The 350-year-old Anglo Arabic Senior Secondary School in Delhi's Ajmeri Gate has been asked to prove its minority status

It is a feature the 350-year-old Anglo Arabic Senior Secondary School — nestled on the edge of Old Delhi – thought it always had — its minority character. Looks like not for long, if the Muslim institution fails to satisfy the Delhi Directorate of Education of its status. In a circular sent to the school on May 10 by the office of the Deputy Director of Education, Central/New Delhi district, the school — a lifeline for the children of the community residing in the Walled City area — was asked to prove its minority status within five days or else be treated as a non-minority school.

Atyab Siddiqui, the manager of the school, says, “We have received the letter from the office of P.D. Yadav, the Deputy Director of Education, Central/ New Delhi district. For the first time in its history, the school has been asked to prove its minority status.” The circular, he says, “has surprised the school as the Directorate itself had accepted it as a minority institution in response to a petition we had submitted to the National Commission for Minority Educational Institutions in 2008 and also in an RTI filed by the school.”

He says, “We have been serving the community for hundreds of years. The school itself started as a madrasa long back in 1692. What amazes us is that for all these years the institution was considered to be a Muslim minority institution but suddenly the desire has crept up to seek evidence of its character. There has been no fundamental change of circumstances for the school to be considered otherwise. So where is the sudden confusion?”

The school raised the point in its reply to the DDE circular on May 14. It stated, “If an update indeed needs to be done on our status, I would like to draw your attention to our scheme of management which very explicitly states that ours is a Urdu medium, Muslim minority school. This has also been recognised and made very explicit in a reply by the Directorate itself, to an RTI dated 04/11/2008 where the Anglo Arabic School has been listed amongst the minority aided schools of Delhi.

“Additionally, the Directorate, itself, while deposing before the National Commission for Minority Educational Institutions, has accepted the Anglo Arabic School to be a minority school.”

Siddiqui claims, “It could perhaps be an act of retribution in response to a letter we forwarded to the Education Officer, Zone-XXVII, District Central, last September which among other things, raised the issue of step-motherly treatment meted out to the aided minority schools, especially those run by the Muslim community.” Across Delhi, he states, “Only two Muslim community-run schools — Fatehpuri Muslim Senior Secondary School and Quami Senior Secondary School — have the recognition of a minority institution (are in possession of a minority certificate). That is why we had petitioned the Commission but withdrew it once the Directorate accepted our status. Though we never received a certificate, we thought the matter is closed.”

He notes that in a city with such a large population of Muslims, “it is strange that only two schools have minority status.”
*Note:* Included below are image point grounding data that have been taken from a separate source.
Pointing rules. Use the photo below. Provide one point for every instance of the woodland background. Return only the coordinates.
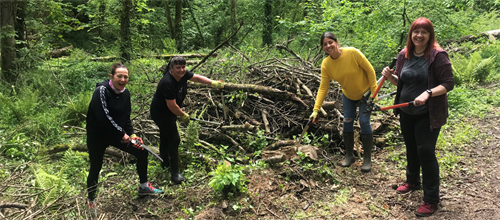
(55, 51)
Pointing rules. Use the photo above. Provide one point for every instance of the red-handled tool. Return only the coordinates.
(394, 106)
(369, 102)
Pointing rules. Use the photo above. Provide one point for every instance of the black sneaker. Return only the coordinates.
(147, 191)
(92, 208)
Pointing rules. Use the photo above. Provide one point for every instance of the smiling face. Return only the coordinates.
(120, 79)
(178, 71)
(330, 46)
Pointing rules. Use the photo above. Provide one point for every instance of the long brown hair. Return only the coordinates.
(426, 24)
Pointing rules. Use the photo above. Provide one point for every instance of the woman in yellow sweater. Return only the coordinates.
(350, 68)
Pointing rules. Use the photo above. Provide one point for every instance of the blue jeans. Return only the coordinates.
(350, 113)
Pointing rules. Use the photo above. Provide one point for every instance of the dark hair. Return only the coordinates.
(176, 60)
(426, 24)
(327, 35)
(116, 66)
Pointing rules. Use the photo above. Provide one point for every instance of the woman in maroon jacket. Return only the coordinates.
(423, 75)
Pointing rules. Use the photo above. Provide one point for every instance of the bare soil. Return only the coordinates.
(469, 190)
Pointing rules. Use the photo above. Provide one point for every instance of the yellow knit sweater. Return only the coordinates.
(351, 70)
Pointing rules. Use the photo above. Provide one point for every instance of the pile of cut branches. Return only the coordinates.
(272, 101)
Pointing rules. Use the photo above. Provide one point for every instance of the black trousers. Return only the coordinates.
(420, 143)
(97, 145)
(169, 137)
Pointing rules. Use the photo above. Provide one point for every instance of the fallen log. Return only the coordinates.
(284, 95)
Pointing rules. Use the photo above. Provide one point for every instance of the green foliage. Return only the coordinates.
(258, 141)
(75, 112)
(472, 102)
(16, 108)
(492, 50)
(56, 183)
(472, 70)
(75, 167)
(228, 179)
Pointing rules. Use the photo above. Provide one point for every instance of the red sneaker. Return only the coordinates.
(407, 187)
(426, 209)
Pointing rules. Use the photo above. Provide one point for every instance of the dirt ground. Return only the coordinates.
(470, 192)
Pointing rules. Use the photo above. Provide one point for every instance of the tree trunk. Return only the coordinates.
(20, 24)
(8, 42)
(267, 35)
(102, 18)
(168, 14)
(176, 24)
(233, 15)
(125, 31)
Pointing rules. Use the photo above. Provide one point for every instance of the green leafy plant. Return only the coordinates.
(56, 183)
(75, 164)
(228, 179)
(19, 147)
(76, 111)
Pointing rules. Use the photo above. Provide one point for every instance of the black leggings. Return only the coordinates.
(97, 145)
(169, 138)
(420, 142)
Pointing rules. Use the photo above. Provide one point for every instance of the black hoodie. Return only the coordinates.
(109, 113)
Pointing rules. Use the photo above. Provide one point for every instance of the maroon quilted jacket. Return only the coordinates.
(440, 73)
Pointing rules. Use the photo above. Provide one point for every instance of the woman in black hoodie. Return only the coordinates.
(108, 123)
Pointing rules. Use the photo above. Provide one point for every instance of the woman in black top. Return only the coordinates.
(166, 106)
(108, 123)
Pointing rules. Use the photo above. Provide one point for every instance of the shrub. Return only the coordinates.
(228, 178)
(472, 70)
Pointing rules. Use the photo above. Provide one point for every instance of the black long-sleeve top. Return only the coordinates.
(109, 113)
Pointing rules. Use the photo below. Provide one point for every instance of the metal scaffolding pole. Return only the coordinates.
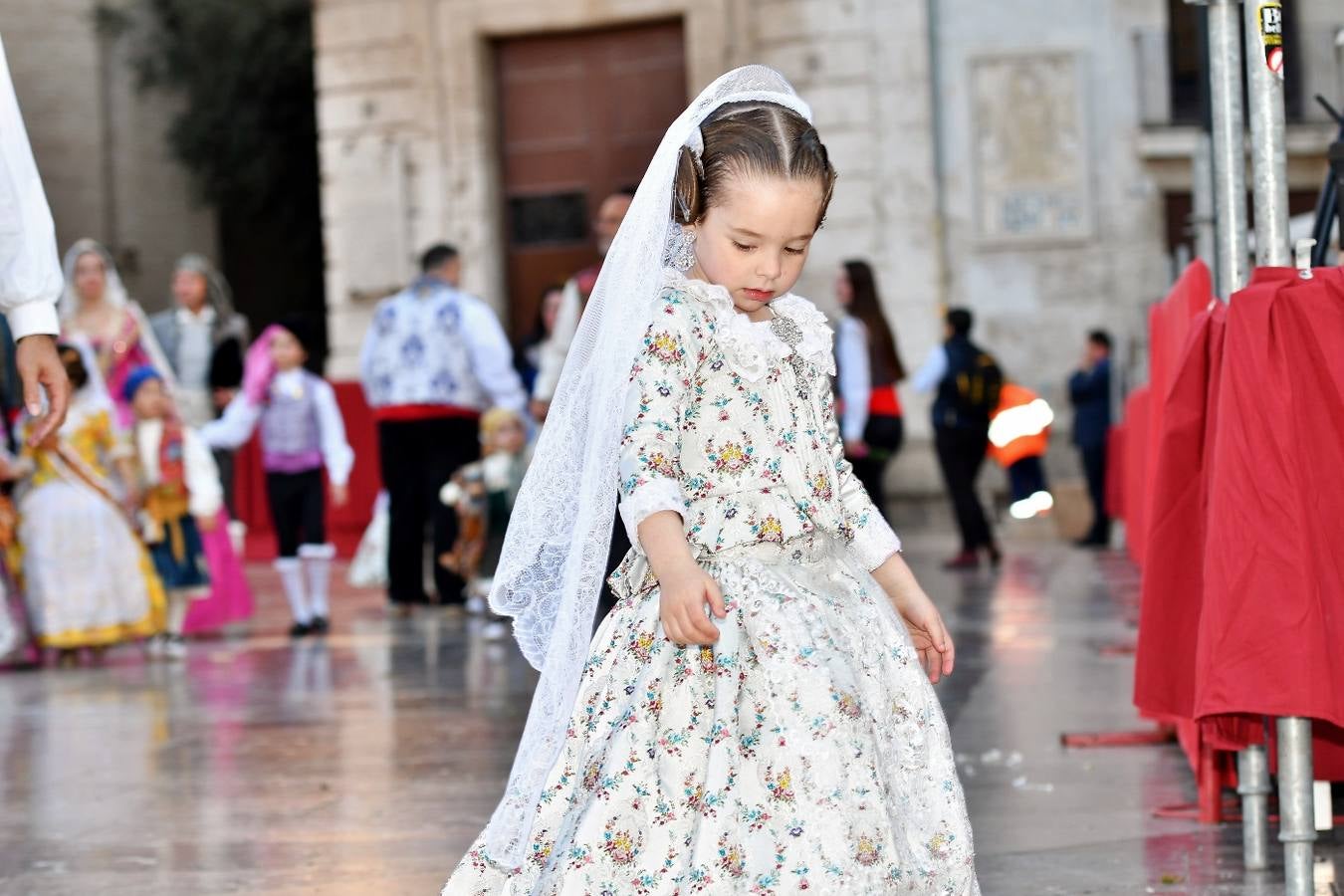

The DDE circular mentions at the end that “All government aided schools under the jurisdiction of Central/New Delhi district have been asked to submit their copy of minority certificate in their concerned zonal office to update the date. If it is not submitted by May 15, it will be assumed that your school is not a minority school, and then in future it will be treated as a non-minority school.”

Despite repeated attempts, the Deputy Director of Education of the district couldn't be reached.